Sadly, this is not the first time someone was ordered deported for arriving slightly late, the IJ refused to reopen, the BIA affirmed, and a circuit court had to step in and do the right thing. Jerezano v. INS, 169 F.3d 613 (9th Cir. 1999) (reopening where 20 minutes late but IJ was still in the courtroom working on other cases); Alarcon-Chavez v. Gonzales, 403 F.3d 343 (5th Cir.
2005) (reopening where 20 minutes late and IJ was either still in the courtroom or had just left and still nearby); Nazarova v. INS, 171 F.3d 478 (7th Cir. 1999) (reopening where two hours late due to late arrival of personally-hired interpreter after IJ failed to get an interpreter at prior court appearance that led the immigrant to think she had to bring her own interpreter).
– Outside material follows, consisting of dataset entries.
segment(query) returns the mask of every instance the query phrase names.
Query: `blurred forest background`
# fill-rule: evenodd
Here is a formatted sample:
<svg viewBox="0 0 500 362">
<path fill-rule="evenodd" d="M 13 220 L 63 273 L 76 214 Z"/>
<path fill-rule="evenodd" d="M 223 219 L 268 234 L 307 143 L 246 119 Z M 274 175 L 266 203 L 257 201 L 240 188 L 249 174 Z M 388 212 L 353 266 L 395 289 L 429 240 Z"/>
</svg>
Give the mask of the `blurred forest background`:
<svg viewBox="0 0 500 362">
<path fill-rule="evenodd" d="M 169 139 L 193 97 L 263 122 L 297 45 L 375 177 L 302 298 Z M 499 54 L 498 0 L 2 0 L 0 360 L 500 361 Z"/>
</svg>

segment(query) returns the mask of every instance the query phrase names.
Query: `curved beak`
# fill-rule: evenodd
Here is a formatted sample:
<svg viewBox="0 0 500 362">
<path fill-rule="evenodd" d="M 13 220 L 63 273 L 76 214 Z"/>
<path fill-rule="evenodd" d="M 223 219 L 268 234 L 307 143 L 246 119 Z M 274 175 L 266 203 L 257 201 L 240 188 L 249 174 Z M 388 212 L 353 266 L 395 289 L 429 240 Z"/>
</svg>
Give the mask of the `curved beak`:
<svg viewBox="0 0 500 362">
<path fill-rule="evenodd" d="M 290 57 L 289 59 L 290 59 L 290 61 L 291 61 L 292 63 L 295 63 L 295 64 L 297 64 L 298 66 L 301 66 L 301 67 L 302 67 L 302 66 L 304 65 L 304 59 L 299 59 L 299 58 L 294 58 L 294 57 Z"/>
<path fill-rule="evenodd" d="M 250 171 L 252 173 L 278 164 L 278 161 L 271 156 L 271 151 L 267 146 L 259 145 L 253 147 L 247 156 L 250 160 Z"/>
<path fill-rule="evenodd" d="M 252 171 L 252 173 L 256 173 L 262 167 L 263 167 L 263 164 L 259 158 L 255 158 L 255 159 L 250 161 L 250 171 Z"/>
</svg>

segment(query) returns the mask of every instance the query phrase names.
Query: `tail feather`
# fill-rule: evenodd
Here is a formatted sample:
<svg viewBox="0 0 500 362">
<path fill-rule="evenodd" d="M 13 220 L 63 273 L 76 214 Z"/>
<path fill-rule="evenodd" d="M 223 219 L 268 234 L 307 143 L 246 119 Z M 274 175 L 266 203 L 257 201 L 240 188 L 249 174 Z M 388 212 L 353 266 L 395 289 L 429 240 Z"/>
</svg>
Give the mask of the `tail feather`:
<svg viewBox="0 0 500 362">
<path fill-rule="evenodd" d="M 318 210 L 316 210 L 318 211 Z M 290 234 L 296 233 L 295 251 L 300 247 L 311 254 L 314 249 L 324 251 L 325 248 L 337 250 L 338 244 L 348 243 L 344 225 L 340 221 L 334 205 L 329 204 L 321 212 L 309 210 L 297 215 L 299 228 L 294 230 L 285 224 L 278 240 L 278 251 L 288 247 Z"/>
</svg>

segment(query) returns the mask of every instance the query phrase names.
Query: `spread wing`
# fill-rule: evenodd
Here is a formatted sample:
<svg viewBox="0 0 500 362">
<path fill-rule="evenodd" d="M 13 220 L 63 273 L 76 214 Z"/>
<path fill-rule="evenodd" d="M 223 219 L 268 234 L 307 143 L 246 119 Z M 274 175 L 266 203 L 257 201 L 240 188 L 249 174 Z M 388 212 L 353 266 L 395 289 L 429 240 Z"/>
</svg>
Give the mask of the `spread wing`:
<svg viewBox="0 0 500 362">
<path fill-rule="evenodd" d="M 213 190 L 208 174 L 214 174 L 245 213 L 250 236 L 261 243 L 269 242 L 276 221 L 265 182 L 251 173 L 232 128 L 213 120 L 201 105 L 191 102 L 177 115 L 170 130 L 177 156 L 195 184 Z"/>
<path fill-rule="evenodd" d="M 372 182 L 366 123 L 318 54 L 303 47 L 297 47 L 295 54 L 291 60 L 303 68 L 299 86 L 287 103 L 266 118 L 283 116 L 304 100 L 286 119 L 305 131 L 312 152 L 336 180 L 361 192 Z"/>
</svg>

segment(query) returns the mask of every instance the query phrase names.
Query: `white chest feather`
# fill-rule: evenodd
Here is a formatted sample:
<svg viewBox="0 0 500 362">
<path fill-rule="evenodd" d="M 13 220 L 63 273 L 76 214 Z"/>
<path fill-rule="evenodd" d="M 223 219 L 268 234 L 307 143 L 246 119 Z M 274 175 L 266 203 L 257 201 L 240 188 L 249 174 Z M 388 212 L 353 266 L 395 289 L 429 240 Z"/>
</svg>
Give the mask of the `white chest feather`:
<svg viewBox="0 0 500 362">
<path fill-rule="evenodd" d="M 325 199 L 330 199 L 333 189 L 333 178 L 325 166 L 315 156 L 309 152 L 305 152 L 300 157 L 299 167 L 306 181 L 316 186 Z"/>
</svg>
The legal rule is that due process rights exist in immigration cases and the IJ and BIA abused their discretion by refusing to reopen the case for minimal tardiness when the IJ was either still in the courtroom or had recently left but was still nearby. Especially when there was no history of the person arriving late in the case.

The Third Circuit used strong language, saying they would "expect nothing less from immigration judges who sit in this circuit" to reopen such cases and that just like the Fifth Circuit said in Alarcon-Chavez, immigration judges must "remember they are appointed, not anointed."